Analysis of Bile Acids
Bile acids in cell culture media were analyzed as described previously.13 Briefly, 500 ng of deuterium-labeled CA and CDCA was added to 1 ml of cell culture medium. The mixture was hydrolyzed in 1 M KOH at 120 °C overnight. The samples were extracted with ethyl ether, and following acidification with hydrochloric acid to pH 1, the samples were extracted again with ethyl ether. The samples were washed until neutral, evaporated and methylated with trimethylsilyldiazomethane and derivatized using hexamethyldisilazane and trimethylchlorosilane in pyridine. Samples were analyzed by gas chromatography/mass spectrometry (Column HP-1, 6890N GC System, 5973 Mass Selective Detector, Agilent Technologies, Stockholm, Sweden).
Statistics
Data are presented as means ± SEM. The significance of differences between treatments was tested by T-test (Figure 1, Figure 2, Figure 3, Figure 5A) and by ANOVA followed by Tukey's HSD (Figure 4, Figure 5B) (IBM SPSS Statistics).
Figure 1.
Primary hepatocytes cultured on matrigel and collagen type I. (a) Bile acid levels in cell culture medium. (b) CYP7A1 mRNA expression. (c) CYP8B1 mRNA expression. Data represent means ± SEM, A. U., arbitrary unit, * P ≤ 0.05, *** P ≤ 0.01, n = 4 livers.
Figure 2.
Primary hepatocytes cultured on matrigel and treated with 100 nM dexamethasone for 96 h. (a) Bile acid levels in cell culture medium. (b) CYP7A1 mRNA expression. (c) CYP8B1 mRNA expression. Data represent means ± SEM, A. U., arbitrary unit, * P ≤ 0.05, ** P ≤ 0.01, *** P ≤ 0.01, n = 9 livers.
Figure 3.
(a) Bile acid levels in cell culture medium from primary hepatocytes cultured on collagen and treated with 100 nM dexamethasone for 96 h. mRNA expression of (b) CYP7A1 and (c) CYP8B1 in primary hepatocytes cultured on collagen and treated with 100 nM dexamethasone for 24 h (n = 6) or 96 h (n = 4). Data represent means ± SEM, A. U., arbitrary unit, * P ≤ 0.05, ** P ≤ 0.01, *** P ≤ 0.01.
Results
Matrix Regulation of Bile Acid Synthesis
Primary hepatocyte cultures are usually maintained on some form of extracellular matrix in order to maintain the hepatocyte phenotype. We tested the two commonly used matrixes collagen type I and EHS matrigel. As described earlier, hepatocytes cultured on matrigel displayed morphology completely different from that on collagen type I. Cells cultured on matrigel migrate and moved together and formed large cell aggregate, whereas cells cultured on collagen spread out and achieved a flattened polygonal shape.

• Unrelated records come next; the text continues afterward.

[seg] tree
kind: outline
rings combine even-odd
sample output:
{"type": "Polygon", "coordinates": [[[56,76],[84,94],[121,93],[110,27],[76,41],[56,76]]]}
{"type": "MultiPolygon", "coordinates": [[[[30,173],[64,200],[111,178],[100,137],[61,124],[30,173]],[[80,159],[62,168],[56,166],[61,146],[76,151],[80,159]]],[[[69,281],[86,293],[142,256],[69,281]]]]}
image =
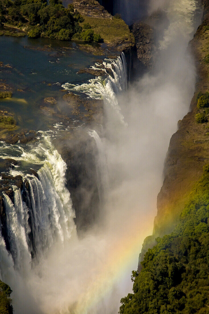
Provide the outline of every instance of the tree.
{"type": "Polygon", "coordinates": [[[12,21],[20,21],[22,16],[19,9],[15,7],[10,8],[8,10],[12,21]]]}
{"type": "Polygon", "coordinates": [[[72,32],[69,30],[65,30],[62,28],[59,32],[57,38],[60,40],[70,40],[72,35],[72,32]]]}
{"type": "Polygon", "coordinates": [[[34,28],[31,30],[30,30],[28,33],[28,37],[31,38],[37,38],[40,36],[40,30],[38,27],[34,28]]]}
{"type": "Polygon", "coordinates": [[[209,107],[209,98],[208,96],[205,95],[201,96],[198,100],[197,106],[199,109],[207,108],[209,107]]]}
{"type": "Polygon", "coordinates": [[[0,26],[3,26],[5,21],[5,19],[4,16],[2,14],[0,15],[0,26]]]}

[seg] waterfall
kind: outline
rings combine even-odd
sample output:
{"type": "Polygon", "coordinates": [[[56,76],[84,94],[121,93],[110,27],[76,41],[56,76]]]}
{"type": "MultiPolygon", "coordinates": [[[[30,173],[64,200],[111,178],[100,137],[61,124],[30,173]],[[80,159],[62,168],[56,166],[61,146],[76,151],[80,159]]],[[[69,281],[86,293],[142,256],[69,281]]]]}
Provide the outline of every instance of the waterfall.
{"type": "Polygon", "coordinates": [[[102,202],[105,197],[108,184],[108,172],[106,155],[103,143],[98,133],[95,130],[91,130],[88,133],[95,141],[98,151],[96,166],[99,199],[100,202],[102,202]]]}
{"type": "Polygon", "coordinates": [[[62,87],[73,93],[82,92],[89,98],[96,99],[103,99],[105,107],[107,110],[112,108],[117,115],[119,120],[123,124],[124,117],[121,112],[121,108],[117,95],[120,92],[126,91],[127,89],[127,72],[126,57],[123,52],[115,60],[105,59],[101,64],[96,63],[92,68],[102,70],[107,76],[104,79],[101,76],[89,80],[87,83],[80,85],[74,85],[66,83],[62,87]],[[111,74],[109,74],[110,72],[111,74]]]}

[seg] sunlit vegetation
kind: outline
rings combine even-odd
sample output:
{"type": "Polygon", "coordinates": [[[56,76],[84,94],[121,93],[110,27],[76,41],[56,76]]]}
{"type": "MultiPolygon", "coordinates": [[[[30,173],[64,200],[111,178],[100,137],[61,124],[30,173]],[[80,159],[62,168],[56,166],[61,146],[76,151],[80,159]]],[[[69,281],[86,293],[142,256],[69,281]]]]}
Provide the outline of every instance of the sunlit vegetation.
{"type": "Polygon", "coordinates": [[[204,112],[197,113],[195,116],[195,119],[197,123],[204,123],[207,122],[207,118],[204,112]]]}
{"type": "Polygon", "coordinates": [[[132,272],[133,293],[121,299],[119,313],[208,313],[209,165],[174,232],[156,241],[145,254],[139,274],[132,272]]]}
{"type": "Polygon", "coordinates": [[[121,19],[114,17],[112,19],[85,16],[83,23],[79,23],[83,28],[87,24],[90,25],[95,34],[100,34],[102,40],[107,43],[122,40],[124,42],[134,42],[128,26],[121,19]]]}
{"type": "Polygon", "coordinates": [[[0,115],[0,128],[13,129],[15,127],[16,124],[16,122],[13,117],[0,115]]]}
{"type": "Polygon", "coordinates": [[[12,314],[13,308],[11,305],[10,295],[12,290],[8,285],[0,280],[0,313],[1,314],[12,314]]]}
{"type": "Polygon", "coordinates": [[[66,8],[60,0],[49,0],[48,3],[47,0],[0,0],[0,26],[13,26],[25,32],[6,30],[5,35],[19,37],[26,32],[32,38],[41,36],[69,41],[73,37],[88,42],[99,42],[99,34],[94,31],[86,33],[90,28],[88,23],[83,31],[79,23],[84,21],[72,4],[66,8]]]}
{"type": "Polygon", "coordinates": [[[0,99],[5,98],[11,98],[12,96],[11,92],[0,92],[0,99]]]}

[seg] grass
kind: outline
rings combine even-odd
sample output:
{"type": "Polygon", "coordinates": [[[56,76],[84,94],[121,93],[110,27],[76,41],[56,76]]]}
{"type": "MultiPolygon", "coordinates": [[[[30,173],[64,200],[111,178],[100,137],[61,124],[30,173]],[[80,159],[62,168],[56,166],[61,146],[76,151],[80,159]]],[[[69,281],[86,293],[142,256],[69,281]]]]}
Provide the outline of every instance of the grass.
{"type": "Polygon", "coordinates": [[[85,20],[80,23],[81,26],[89,23],[94,33],[99,34],[106,43],[113,43],[121,41],[134,43],[133,36],[123,20],[114,17],[112,19],[104,19],[90,16],[83,17],[85,20]]]}
{"type": "Polygon", "coordinates": [[[12,117],[0,115],[0,128],[13,129],[16,126],[16,122],[12,117]]]}

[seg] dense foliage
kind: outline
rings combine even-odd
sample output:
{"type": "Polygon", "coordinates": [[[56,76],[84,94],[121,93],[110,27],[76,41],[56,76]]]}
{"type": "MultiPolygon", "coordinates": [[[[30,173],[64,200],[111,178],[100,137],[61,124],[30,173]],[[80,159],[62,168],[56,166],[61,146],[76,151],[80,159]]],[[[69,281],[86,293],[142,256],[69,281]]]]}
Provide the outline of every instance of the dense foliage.
{"type": "Polygon", "coordinates": [[[5,98],[11,98],[12,96],[11,92],[0,92],[0,99],[5,98]]]}
{"type": "Polygon", "coordinates": [[[197,113],[195,116],[195,119],[198,123],[204,123],[207,121],[207,117],[204,112],[197,113]]]}
{"type": "Polygon", "coordinates": [[[205,166],[172,233],[156,239],[121,314],[209,313],[209,165],[205,166]]]}
{"type": "Polygon", "coordinates": [[[12,290],[8,285],[0,280],[0,313],[12,314],[13,308],[10,298],[12,290]]]}
{"type": "Polygon", "coordinates": [[[60,0],[49,0],[48,3],[47,0],[0,0],[0,26],[6,22],[19,27],[25,24],[31,38],[41,36],[64,41],[73,37],[99,42],[100,35],[92,30],[90,34],[86,33],[90,30],[86,29],[91,28],[88,23],[82,32],[79,23],[84,21],[72,5],[65,8],[60,0]]]}

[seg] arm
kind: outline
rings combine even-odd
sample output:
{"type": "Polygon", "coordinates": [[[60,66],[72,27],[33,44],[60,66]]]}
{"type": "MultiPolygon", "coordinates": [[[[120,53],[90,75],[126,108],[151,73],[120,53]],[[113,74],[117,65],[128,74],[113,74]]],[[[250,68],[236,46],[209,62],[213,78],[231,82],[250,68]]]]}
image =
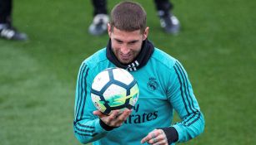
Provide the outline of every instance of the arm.
{"type": "Polygon", "coordinates": [[[204,118],[185,70],[178,61],[173,69],[168,95],[181,122],[162,129],[168,143],[186,142],[203,133],[204,118]]]}

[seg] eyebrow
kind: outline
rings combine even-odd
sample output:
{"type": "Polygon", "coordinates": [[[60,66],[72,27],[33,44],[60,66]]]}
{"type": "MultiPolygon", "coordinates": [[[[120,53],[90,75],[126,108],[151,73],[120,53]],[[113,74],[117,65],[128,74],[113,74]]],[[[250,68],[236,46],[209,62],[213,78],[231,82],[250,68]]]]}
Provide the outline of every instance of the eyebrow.
{"type": "MultiPolygon", "coordinates": [[[[121,41],[119,39],[117,39],[117,38],[113,38],[113,39],[117,41],[123,42],[123,41],[121,41]]],[[[138,41],[138,40],[133,40],[133,41],[128,41],[128,43],[135,43],[137,41],[138,41]]]]}

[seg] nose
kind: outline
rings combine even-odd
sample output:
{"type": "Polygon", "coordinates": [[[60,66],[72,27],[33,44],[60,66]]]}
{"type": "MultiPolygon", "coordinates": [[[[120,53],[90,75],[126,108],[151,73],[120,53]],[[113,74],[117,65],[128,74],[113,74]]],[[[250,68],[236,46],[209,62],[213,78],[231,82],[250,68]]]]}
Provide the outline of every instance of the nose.
{"type": "Polygon", "coordinates": [[[121,52],[123,54],[123,55],[127,55],[130,52],[130,49],[128,47],[128,46],[126,44],[123,44],[121,46],[121,49],[120,49],[121,52]]]}

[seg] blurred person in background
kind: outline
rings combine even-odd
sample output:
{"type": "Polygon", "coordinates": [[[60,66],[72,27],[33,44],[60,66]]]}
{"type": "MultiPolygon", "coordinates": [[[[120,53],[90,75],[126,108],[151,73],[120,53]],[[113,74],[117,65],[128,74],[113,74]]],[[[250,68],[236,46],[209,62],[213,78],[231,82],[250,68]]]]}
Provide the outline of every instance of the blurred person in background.
{"type": "Polygon", "coordinates": [[[0,38],[15,41],[26,41],[25,33],[17,31],[12,20],[13,0],[0,0],[0,38]]]}
{"type": "MultiPolygon", "coordinates": [[[[109,21],[107,0],[92,0],[93,6],[93,21],[89,27],[89,33],[99,36],[107,32],[107,24],[109,21]]],[[[178,18],[173,14],[173,5],[169,0],[154,0],[161,27],[169,34],[177,34],[180,25],[178,18]]]]}

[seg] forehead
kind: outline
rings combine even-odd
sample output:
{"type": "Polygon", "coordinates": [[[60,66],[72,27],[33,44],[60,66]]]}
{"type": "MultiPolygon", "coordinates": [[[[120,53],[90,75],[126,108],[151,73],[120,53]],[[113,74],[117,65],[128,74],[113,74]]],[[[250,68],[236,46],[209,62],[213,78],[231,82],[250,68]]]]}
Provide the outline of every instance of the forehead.
{"type": "Polygon", "coordinates": [[[143,39],[143,34],[141,34],[140,30],[127,31],[119,30],[116,27],[113,27],[111,36],[113,39],[118,39],[123,41],[130,41],[143,39]]]}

Cells produced more bile acids, both CA (P ≤ 0.001) and CDCA (P ≤ 0.05), when cultured on matrigel compared to cells cultured on collagen, Figure 1A. The mRNA expression of the key enzymes involved in bile acid production, CYP7A1 (P ≤ 0.001), CYP8B1 (P ≤ 0.001), and CYP27A1, (P ≤ 0.001), was 3-fold higher in cells cultured on matrigel compared to cells cultured on collagen, Figure 1B and C.
Influence of Dexamethasone on Bile Acid Synthesis
Using matrigel only, we studied the effect of supplementation of the cell media with dexamethasone (n = 9). Addition of dexamethasone increased the levels of CA (P ≤ 0.001) and decreased the levels of CDCA (P ≤ 0.01) simultaneously, Figure 2A. This altered bile acid synthesis caused the ratio between CA and CDCA to change from 2.0 to 9.3 (P ≤ 0.01).
Following dexamethasone treatment, there was a slight increase in CYP7A1 expression (P ≤ 0.05), Figure 2B, and a three-fold increase in CYP8B1 expression (P ≤ 0.001), Figure 2C. The expression of CYP27A1 was not changed; data not shown.
In the above experiments (Figure 2), the cells were cultured with dexamethasone from plating on day one until harvest on day 5, thus for 96 hours. We also investigated the short-term effects of dexamethasone. Cells were plated in media without dexamethasone (n = 6), and on day 4, dexamethasone was added to the media and the cells were harvested after 24 h. We also studied the effect of dexamethasone in cells cultured on collagen.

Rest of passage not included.